By Jordaigne Fustaigne, the Herald’s Show Business and Agricultural Affairs Correspondent.
Personally I think it’s great that ‘celebrities’ (and I do hate labels, don’t you?) can come out and reveal that they are not gay or ‘interesting’ at all.
Take media personality Wendy Harpie for example. Wendy grew up in a not remotely interesting part of Australia, or Queensland to give it its proper name, where hardly any ‘interesting’ people lived.
In the Queensland of Wendy’s childhood real blokes were only interested in the footy. And sheilas were only interested in real blokes who were interested in the footy.
Wendy never met anyone that she knew of who was interested in her.

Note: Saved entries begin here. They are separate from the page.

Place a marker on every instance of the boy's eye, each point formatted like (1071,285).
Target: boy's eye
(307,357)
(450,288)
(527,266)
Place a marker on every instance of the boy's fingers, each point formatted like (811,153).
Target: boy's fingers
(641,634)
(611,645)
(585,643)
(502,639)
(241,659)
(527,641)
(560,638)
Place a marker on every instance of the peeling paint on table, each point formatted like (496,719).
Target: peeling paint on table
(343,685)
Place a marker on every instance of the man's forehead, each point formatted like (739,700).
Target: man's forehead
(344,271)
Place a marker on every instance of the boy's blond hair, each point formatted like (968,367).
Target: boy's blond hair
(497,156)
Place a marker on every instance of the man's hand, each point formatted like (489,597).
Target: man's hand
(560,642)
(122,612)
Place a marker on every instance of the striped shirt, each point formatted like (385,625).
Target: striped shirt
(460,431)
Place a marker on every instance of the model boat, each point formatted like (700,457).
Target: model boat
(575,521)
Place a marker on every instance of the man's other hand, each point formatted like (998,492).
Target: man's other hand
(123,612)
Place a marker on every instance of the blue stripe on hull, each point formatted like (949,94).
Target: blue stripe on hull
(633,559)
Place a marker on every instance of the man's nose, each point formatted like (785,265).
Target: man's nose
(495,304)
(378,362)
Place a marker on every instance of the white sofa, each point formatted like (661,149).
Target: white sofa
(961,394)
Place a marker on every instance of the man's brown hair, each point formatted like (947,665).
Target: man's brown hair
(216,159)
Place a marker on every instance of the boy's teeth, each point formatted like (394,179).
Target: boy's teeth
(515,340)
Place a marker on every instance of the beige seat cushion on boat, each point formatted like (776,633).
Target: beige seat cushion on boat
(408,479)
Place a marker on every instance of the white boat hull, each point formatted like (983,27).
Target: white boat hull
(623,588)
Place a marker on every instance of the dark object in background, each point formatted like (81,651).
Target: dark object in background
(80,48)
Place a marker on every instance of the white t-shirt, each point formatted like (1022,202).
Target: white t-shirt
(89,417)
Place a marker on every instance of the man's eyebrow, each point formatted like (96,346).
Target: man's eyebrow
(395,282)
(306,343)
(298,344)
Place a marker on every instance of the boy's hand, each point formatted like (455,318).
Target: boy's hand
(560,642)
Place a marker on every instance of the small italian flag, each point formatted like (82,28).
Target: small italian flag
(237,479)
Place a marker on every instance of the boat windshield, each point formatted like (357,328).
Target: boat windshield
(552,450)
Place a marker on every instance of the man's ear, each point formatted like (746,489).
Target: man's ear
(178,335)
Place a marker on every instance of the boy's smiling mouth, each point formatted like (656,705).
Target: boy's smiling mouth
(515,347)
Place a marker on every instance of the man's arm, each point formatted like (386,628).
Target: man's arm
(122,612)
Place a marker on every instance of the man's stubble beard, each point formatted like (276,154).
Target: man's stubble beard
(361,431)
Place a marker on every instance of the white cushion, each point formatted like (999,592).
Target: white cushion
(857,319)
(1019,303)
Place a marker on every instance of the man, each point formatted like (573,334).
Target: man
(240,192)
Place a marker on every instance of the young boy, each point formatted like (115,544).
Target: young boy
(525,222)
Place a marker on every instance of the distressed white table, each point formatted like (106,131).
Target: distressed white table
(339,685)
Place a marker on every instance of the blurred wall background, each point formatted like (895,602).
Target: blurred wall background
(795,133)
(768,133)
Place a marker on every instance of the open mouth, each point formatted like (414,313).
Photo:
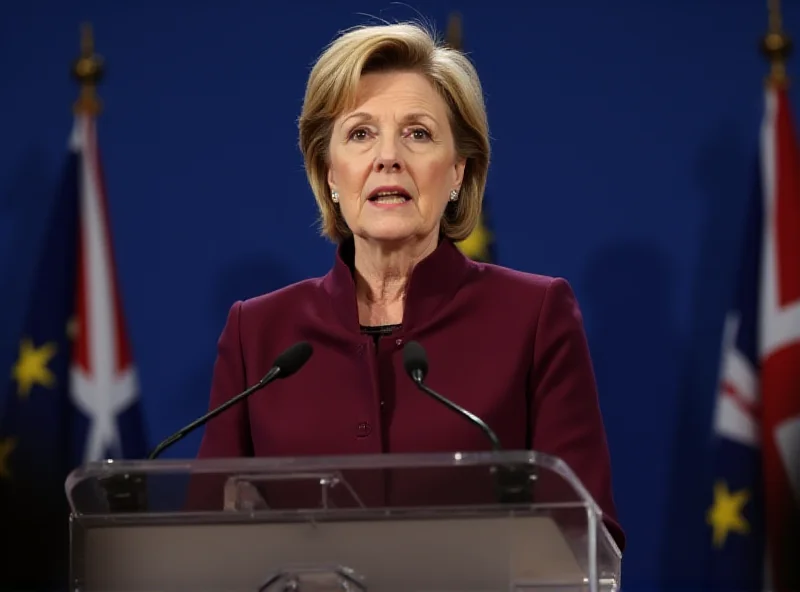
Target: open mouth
(389,197)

Even remotely.
It was only when she tumbled headlong into the swinging arts scene of Melbourne in the 1990s (that’s what it says here – ed) that Wendy met people with whom she had something in common – the artists, singers, dancers, writers, poets, bloggers – in short, a wonderful tribe of people who were all interested in the same thing – themselves.
Coming from not remotely interesting Queensland, Wendy naively assumed that all men from Melbourne fitted into a binary version of sexuality – some of them were openly gay and the rest were secretly gay.
That would explain why, despite her fairly obvious chat-up lines, she never got to have sex with any of them.
Wendy now realises that she was oblivious to the sexual preferences of the men she met.
Most of them were only pretending to be gay.
Over the next few weeks, we will be asking whether men propositioned by boring self-obsessed women should come right out and admit that they don’t find them gay or ‘interesting’, or should they pretend not to be interested in any women?